Additional resources

  • firewall-cmd(1) man page

1.8. Enabling server-side email filtering using Sieve on a Dovecot IMAP server

You can upload Sieve scripts to a server using the ManageSieve protocol. Sieve scripts define rules and actions that a server should validate and perform on incoming emails. For example, users can use Sieve to forward emails from a specific sender, and administrators can create a global filter to move mails flagged by a spam filter into a separate IMAP folder.

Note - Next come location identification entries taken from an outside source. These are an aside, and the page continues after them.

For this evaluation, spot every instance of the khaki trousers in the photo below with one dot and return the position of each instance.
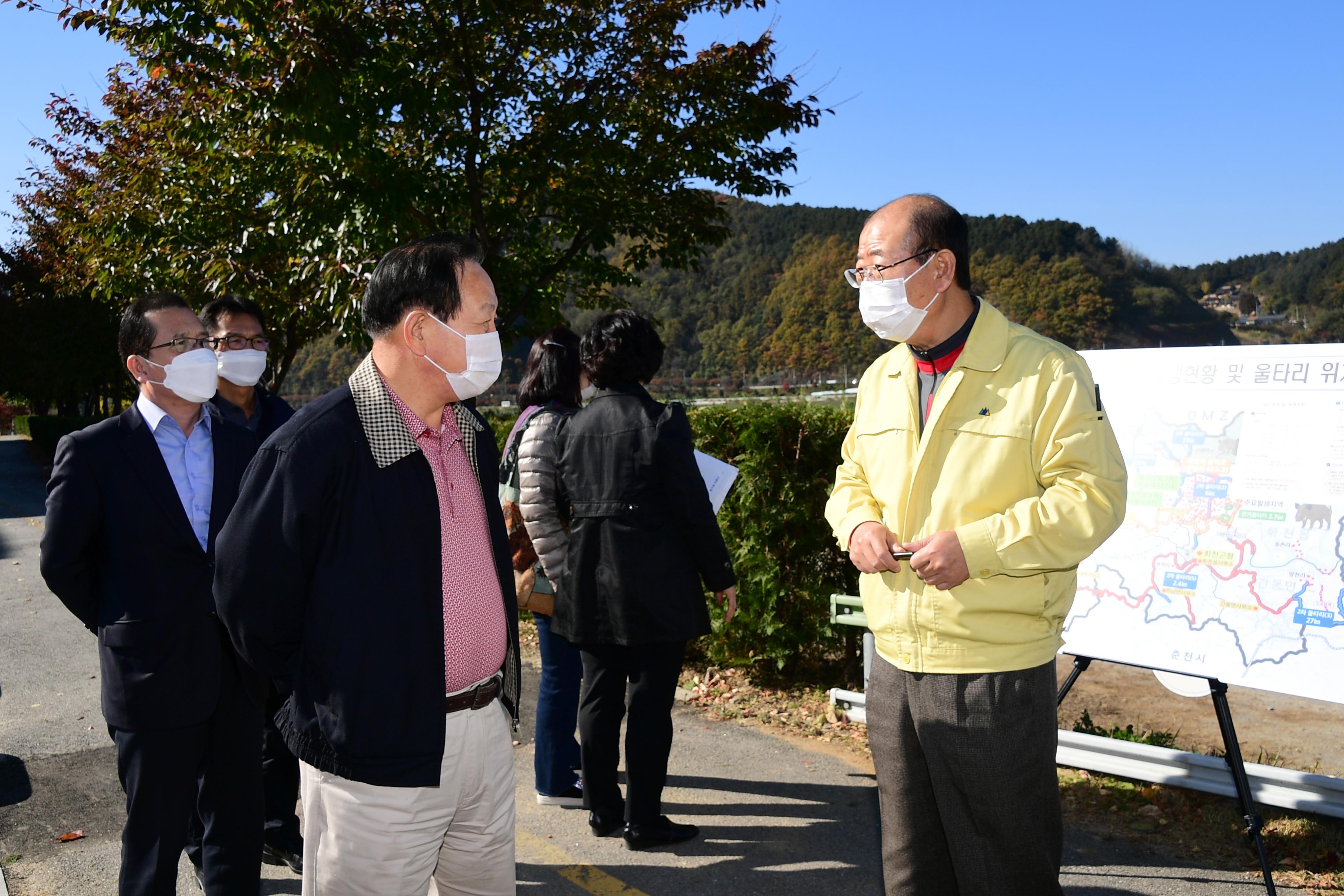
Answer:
(363, 840)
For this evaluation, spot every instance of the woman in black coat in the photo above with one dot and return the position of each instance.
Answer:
(643, 536)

The ManageSieve plugin adds support for Sieve scripts and the ManageSieve protocol to a Dovecot IMAP server.

Warning

Use only clients that support using the ManageSieve protocol over TLS connections. Disabling TLS for this protocol causes clients to send credentials in plain text over the network.

Prerequisites

  • Dovecot is configured and provides IMAP mailboxes.
  • TLS encryption is configured in Dovecot.
  • The mail clients support the ManageSieve protocol over TLS connections.

Procedure

  1. Install the dovecot-pigeonhole package:

    # dnf install dovecot-pigeonhole
  2. Uncomment the following line in /etc/dovecot/conf.d/20-managesieve.conf to enable the sieve protocol:

    protocols = $protocols sieve

    This setting activates Sieve in addition to the other protocols that are already enabled.

  3. Open the ManageSieve port in firewalld:

    # firewall-cmd --permanent --add-service=managesieve
    # firewall-cmd --reload
  4. Reload Dovecot:

    # systemctl reload dovecot

Verification

  1. Use a client and upload a Sieve script. Use the following connection settings:

    • Port: 4190
    • Connection security: SSL/TLS
    • Authentication method: PLAIN
  2. Send an email to the user who has the Sieve script uploaded. If the email matches the rules in the script, verify that the server performs the defined actions.

Additional resources

  • /usr/share/doc/dovecot/wiki/Pigeonhole.Sieve.Plugins.IMAPSieve.txt
  • /usr/share/doc/dovecot/wiki/Pigeonhole.Sieve.Troubleshooting.txt
  • firewall-cmd(1) man page

1.9. How Dovecot processes configuration files

The dovecot package provides the main configuration file /etc/dovecot/dovecot.conf and multiple configuration files in the /etc/dovecot/conf.d/ directory. Dovecot combines the files to build the configuration when you start the service.

The main benefit of multiple config files is to group settings and increase readability. If you prefer a single configuration file, you can instead maintain all settings in /etc/dovecot/dovecot.conf and remove all include and include_try statements from that file.